How to set root device size when creating new instance?

hifly · December 14, 2022, 12:45pm

This is all extremely subtle…

However, I think you keep not answering the question which is being asked? So if a storage volume has a small “volume.size=xxMB” config set against, it, then it’s absolutely impossible to ever launch an instance on that pool using a source image larger than xxMB?

Sure, if the image is smaller than xxMB, then it will get instantiated and then inflated to the new requested size. But if the image starts out larger then xxMB, then the initial unpack of the image fails because it’s not at all possible to specify it’s initial volume size? Correct?

So if I understand your suggestions, you are saying not to set a “volume.size=xx” key on the storage pool, but instead set it via say a default profile? In this way, the initial unpack of the image isn’t constrained, but the resize of the root fs is?

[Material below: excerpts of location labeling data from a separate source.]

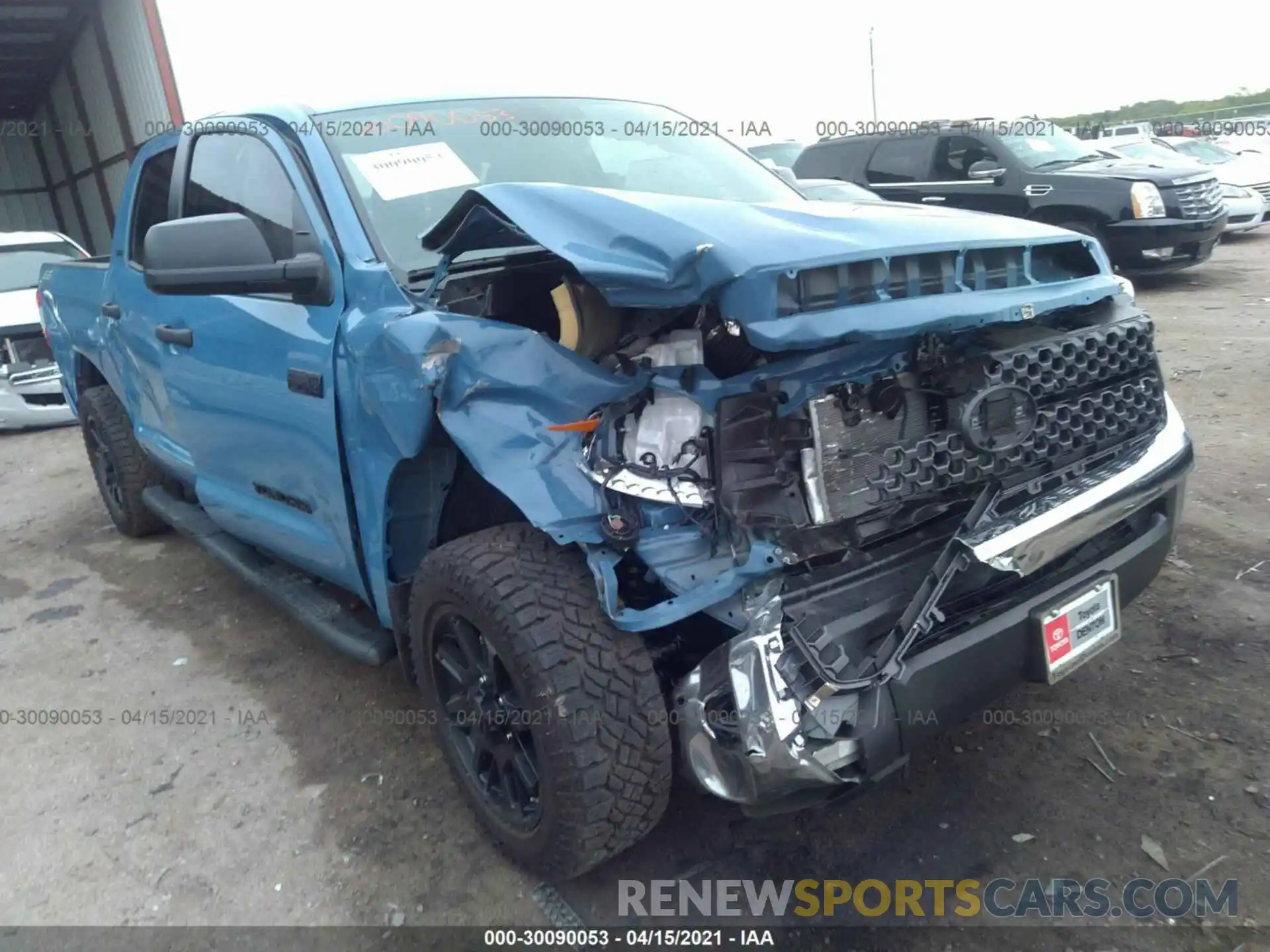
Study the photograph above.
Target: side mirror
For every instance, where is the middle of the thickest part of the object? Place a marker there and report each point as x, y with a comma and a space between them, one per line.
986, 169
786, 173
226, 254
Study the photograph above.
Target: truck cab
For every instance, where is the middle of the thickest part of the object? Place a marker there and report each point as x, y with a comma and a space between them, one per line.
607, 433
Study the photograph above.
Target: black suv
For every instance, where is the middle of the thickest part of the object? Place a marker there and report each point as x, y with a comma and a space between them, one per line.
1150, 219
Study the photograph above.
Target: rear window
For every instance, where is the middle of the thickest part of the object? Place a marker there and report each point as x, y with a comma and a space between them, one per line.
833, 160
19, 264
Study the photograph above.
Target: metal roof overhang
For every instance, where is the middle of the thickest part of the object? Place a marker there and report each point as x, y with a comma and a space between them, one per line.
34, 38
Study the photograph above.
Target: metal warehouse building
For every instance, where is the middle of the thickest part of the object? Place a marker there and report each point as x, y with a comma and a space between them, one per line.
83, 83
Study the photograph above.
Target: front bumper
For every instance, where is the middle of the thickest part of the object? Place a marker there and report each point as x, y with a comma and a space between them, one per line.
1245, 214
33, 399
1191, 241
771, 757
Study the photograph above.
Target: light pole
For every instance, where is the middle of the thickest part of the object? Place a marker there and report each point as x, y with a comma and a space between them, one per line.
873, 79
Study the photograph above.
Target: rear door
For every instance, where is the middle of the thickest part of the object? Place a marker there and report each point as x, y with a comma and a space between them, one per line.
900, 167
252, 376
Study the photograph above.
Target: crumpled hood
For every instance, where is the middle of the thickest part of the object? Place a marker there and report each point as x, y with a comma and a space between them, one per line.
653, 251
18, 307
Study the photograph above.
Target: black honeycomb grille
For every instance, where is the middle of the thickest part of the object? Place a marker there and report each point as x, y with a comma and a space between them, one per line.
1083, 426
1079, 360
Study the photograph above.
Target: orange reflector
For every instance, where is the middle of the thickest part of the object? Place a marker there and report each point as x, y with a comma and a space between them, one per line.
575, 427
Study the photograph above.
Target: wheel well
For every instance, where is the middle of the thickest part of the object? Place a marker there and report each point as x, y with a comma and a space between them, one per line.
87, 375
436, 498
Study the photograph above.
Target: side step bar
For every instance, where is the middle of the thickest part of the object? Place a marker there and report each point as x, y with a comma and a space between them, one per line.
292, 590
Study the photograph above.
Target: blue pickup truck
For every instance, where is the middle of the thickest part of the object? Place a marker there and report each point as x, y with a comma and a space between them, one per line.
632, 455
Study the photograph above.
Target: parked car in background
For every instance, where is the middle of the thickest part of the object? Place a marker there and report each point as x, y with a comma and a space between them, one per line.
1148, 219
607, 440
1245, 180
836, 190
780, 153
1127, 130
31, 385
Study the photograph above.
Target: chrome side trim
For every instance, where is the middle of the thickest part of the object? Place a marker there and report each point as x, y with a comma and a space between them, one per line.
1052, 524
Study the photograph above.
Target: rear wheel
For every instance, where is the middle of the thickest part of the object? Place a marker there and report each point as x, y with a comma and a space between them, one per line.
120, 466
550, 719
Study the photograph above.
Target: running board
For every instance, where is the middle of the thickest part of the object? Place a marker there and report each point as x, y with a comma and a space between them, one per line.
292, 590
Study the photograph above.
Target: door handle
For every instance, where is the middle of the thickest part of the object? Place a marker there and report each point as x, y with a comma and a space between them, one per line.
181, 337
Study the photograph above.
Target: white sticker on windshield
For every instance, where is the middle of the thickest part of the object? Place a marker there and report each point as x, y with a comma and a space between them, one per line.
412, 171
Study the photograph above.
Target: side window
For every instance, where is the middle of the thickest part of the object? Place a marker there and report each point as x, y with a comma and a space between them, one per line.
836, 160
233, 172
900, 160
954, 155
150, 204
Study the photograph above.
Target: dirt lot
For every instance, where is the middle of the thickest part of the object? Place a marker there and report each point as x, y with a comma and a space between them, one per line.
294, 807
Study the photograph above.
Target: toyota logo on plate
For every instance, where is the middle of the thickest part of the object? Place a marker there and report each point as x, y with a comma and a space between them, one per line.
999, 418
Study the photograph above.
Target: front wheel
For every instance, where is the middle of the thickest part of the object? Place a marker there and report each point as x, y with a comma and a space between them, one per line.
120, 465
550, 717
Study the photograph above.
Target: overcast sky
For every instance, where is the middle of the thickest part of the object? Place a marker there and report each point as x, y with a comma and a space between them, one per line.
790, 65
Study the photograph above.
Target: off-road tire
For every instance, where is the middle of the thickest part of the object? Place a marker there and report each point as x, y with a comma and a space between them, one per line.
135, 471
597, 716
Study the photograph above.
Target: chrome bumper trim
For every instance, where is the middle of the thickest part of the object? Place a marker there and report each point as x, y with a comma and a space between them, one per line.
1054, 524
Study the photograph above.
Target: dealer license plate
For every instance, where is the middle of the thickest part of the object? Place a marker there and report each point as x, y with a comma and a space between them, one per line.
1080, 627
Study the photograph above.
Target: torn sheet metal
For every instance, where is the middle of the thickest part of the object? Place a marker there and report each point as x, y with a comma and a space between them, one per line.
763, 757
653, 251
495, 389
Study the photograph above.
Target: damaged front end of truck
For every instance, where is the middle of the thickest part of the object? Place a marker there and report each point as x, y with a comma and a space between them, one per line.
802, 447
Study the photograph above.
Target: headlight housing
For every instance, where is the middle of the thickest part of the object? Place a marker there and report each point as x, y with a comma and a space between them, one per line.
1147, 202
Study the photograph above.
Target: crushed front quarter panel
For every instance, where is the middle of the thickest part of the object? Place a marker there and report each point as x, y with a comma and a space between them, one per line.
498, 387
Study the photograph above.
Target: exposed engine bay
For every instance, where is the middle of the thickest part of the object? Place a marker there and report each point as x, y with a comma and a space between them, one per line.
798, 480
821, 473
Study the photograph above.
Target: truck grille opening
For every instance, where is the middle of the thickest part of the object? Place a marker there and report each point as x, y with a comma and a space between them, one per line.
933, 273
1202, 200
1091, 390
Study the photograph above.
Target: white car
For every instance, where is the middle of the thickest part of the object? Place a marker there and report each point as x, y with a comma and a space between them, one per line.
31, 385
1245, 179
1128, 130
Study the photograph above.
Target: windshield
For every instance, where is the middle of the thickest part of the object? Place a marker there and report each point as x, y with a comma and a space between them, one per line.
1053, 146
408, 164
19, 264
1151, 153
780, 153
1205, 151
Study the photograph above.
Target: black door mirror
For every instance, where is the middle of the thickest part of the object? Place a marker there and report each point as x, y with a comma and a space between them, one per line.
226, 254
986, 169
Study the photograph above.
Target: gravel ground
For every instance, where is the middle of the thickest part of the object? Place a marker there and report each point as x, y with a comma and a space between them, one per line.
285, 803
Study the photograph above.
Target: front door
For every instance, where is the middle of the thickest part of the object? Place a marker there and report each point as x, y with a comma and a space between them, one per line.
135, 360
251, 379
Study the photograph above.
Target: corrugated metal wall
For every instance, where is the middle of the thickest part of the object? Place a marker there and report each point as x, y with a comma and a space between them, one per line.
113, 91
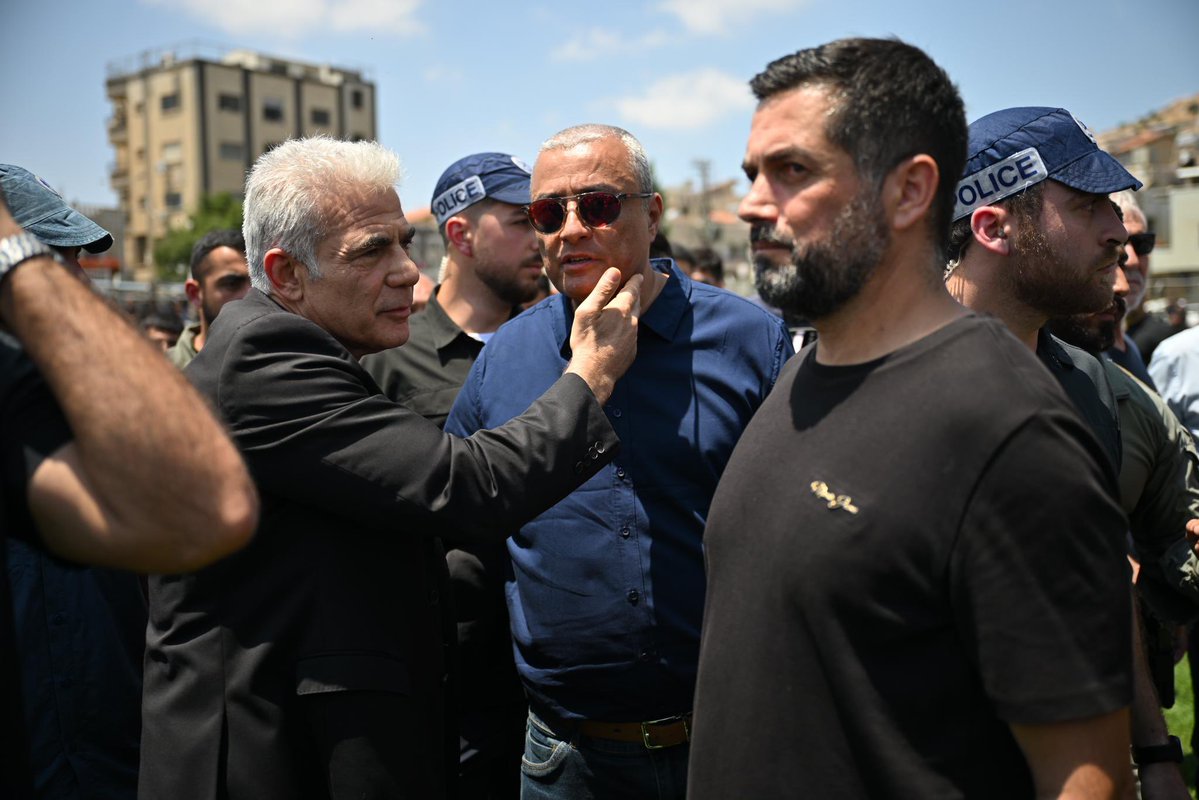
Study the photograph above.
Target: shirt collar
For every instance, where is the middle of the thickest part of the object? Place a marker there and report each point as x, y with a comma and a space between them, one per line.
1050, 352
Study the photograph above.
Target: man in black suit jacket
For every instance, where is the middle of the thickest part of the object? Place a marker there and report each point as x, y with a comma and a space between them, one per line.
313, 663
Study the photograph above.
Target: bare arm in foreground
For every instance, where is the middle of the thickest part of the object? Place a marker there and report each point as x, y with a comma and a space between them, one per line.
1080, 759
150, 481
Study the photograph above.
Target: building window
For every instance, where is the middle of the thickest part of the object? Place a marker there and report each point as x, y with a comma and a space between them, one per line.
272, 109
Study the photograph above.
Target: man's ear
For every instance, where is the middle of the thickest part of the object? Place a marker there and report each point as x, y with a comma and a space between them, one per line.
992, 228
910, 190
458, 235
285, 274
655, 209
192, 289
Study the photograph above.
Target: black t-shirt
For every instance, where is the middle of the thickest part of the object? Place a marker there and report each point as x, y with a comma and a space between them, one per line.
903, 558
31, 427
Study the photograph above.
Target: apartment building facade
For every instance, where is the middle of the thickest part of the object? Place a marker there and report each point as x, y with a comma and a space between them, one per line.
191, 124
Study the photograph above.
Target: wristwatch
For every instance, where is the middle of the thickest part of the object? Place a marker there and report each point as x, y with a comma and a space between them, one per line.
1172, 751
20, 247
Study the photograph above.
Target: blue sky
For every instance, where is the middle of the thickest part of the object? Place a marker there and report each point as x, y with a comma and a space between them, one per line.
456, 78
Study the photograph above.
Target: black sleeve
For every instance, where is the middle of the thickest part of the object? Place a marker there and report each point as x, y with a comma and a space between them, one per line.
315, 431
31, 428
1040, 581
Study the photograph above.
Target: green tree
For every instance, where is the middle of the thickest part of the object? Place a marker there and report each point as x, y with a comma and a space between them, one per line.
173, 252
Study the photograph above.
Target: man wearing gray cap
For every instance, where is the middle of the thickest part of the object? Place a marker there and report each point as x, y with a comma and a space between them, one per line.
89, 426
42, 211
490, 268
76, 629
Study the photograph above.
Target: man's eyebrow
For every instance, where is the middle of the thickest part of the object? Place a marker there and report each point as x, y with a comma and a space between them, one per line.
368, 244
595, 187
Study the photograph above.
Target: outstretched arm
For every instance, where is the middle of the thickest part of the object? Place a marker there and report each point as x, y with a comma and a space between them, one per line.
150, 481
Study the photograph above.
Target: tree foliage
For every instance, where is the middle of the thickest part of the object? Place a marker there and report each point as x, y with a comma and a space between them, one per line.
173, 252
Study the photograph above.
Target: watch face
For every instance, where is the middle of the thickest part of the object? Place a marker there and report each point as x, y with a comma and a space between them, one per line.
18, 248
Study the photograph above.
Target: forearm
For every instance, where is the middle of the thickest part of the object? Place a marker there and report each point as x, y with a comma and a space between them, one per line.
150, 479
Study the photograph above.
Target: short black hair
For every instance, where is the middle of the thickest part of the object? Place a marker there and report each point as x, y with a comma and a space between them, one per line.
891, 102
209, 242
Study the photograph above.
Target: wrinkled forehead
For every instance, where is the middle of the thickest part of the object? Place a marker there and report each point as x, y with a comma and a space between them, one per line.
597, 164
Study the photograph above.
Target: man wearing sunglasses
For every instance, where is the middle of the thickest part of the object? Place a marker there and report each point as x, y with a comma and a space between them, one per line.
607, 587
1140, 244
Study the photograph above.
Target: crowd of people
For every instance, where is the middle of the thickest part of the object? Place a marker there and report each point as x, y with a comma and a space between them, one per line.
576, 522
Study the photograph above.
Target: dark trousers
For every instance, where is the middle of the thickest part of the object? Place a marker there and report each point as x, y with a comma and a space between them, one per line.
377, 746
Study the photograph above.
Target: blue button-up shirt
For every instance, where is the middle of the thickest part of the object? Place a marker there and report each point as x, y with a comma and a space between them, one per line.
607, 590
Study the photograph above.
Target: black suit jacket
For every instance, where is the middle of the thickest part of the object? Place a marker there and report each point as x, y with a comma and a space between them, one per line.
341, 588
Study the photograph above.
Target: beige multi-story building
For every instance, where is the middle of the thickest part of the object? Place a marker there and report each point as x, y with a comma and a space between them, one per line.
1162, 150
187, 124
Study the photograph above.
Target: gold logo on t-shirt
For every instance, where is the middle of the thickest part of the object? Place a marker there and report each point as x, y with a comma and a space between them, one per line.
821, 491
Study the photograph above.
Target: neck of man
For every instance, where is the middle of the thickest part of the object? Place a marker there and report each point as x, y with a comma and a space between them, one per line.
198, 342
470, 302
976, 283
902, 302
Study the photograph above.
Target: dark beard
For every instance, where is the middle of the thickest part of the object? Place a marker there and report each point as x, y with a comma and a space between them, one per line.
1041, 277
506, 287
827, 274
1084, 331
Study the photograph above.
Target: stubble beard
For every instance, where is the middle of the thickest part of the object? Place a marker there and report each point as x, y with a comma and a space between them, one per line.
823, 276
1042, 276
506, 282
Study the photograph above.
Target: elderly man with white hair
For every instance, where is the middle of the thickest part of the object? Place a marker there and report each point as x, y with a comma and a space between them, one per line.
313, 665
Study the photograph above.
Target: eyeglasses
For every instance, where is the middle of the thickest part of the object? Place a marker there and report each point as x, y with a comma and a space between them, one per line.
1143, 244
595, 210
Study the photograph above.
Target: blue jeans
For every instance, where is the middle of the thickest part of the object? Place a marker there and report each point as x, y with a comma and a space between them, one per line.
598, 769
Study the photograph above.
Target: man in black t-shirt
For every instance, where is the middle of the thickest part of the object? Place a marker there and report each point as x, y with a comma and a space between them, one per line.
898, 605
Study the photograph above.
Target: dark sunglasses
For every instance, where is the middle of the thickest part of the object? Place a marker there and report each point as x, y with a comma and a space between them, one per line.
595, 210
1143, 244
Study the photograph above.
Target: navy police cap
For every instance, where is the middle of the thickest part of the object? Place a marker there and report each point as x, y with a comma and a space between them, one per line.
1018, 148
495, 175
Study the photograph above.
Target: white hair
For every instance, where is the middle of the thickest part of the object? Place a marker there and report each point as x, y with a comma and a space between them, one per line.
285, 196
579, 134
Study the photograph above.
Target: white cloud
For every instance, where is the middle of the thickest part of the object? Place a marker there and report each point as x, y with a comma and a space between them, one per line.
600, 41
717, 16
691, 100
299, 18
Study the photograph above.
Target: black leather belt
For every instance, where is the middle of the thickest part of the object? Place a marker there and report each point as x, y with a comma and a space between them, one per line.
655, 734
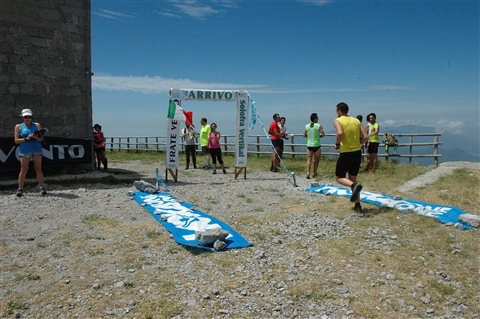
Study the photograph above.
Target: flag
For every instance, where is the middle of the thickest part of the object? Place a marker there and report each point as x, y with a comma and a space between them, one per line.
175, 112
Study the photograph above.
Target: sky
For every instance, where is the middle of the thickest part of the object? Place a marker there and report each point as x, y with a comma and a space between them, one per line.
410, 62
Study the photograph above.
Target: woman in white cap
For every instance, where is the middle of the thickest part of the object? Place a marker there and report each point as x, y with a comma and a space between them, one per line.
30, 148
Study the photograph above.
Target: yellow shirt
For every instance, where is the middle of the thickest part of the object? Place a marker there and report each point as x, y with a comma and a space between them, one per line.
351, 134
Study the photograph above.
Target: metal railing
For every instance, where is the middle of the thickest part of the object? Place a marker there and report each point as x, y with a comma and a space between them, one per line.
260, 145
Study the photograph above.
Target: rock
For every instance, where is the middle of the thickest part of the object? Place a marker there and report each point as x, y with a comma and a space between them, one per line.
219, 245
470, 219
208, 237
145, 187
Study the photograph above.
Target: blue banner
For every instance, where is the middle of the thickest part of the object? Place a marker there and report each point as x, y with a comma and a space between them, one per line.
445, 214
181, 220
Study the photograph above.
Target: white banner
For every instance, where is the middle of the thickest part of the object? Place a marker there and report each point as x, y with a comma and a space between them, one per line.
243, 119
205, 95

Can I make a suggestion that this seems quite limiting? Perhaps lots of users aren’t starting massive instances, however, it feels like it would be helpful to have some way to affect the initial container size used for unpacking the initial image?

Thanks

tomp · December 14, 2022, 12:50pm

That is correct.

tomp · December 14, 2022, 12:52pm

Correct, it is not possible to specify the image volume’s size at instance launch time (aside from using the pool’s volume.size setting), only the instance volume size itself can be overridden using the -d flag .

Its really important to understand they are different volumes though.
Its not an “initial” size, but the final size of two different volumes.

tomp · December 14, 2022, 12:55pm

You can do that on most storage pool driver types yes.
But with the lvm driver type this isn’t going to do what you want it to do because you are looking to have as small as possible image volume, and if you remove the volume.size setting then LXD will create an image volume sized at the default 10GiB.

Normally this wouldn’t be an issue as it defaults to EXT4 filesystem which can then be shrunk when the instance volume is created. But as you’re using XFS filesystem which doesn’t support shrinking, this then means your instances have to be 10GiB or larger.

tomp · December 14, 2022, 12:58pm

Perhaps. Its not come up before to my knowledge so isn’t obviously causing many people issues.

The problem scenario is quite specific too, as only occurs when using:

LVM storage pool.
XFS filesystem.
Want varying size image volumes as close as possible to the unpacked image size (to allow both small and larger instances to be created from them).

How would you want it to work?

tomp · December 14, 2022, 1:00pm

Massive instances aren’t the issue here. Its the requirement of having small image volumes to allow creation of small instances in situations where you cannot shrink the filesystem.

If you unset volume.size, the the smallest image volume (and by extension instance due to the use of XFS) you could create would be 10GiB, but larger ones would be fine.

hifly · December 14, 2022, 1:50pm

My source images will vary from 1GB to 200GB…

So it seems like my use case is a bad fit for lxd/xfs/lvm? To literally have it work without further config I would need to set the storage pool to create default to the largest size, ie 200GB… Not ideal!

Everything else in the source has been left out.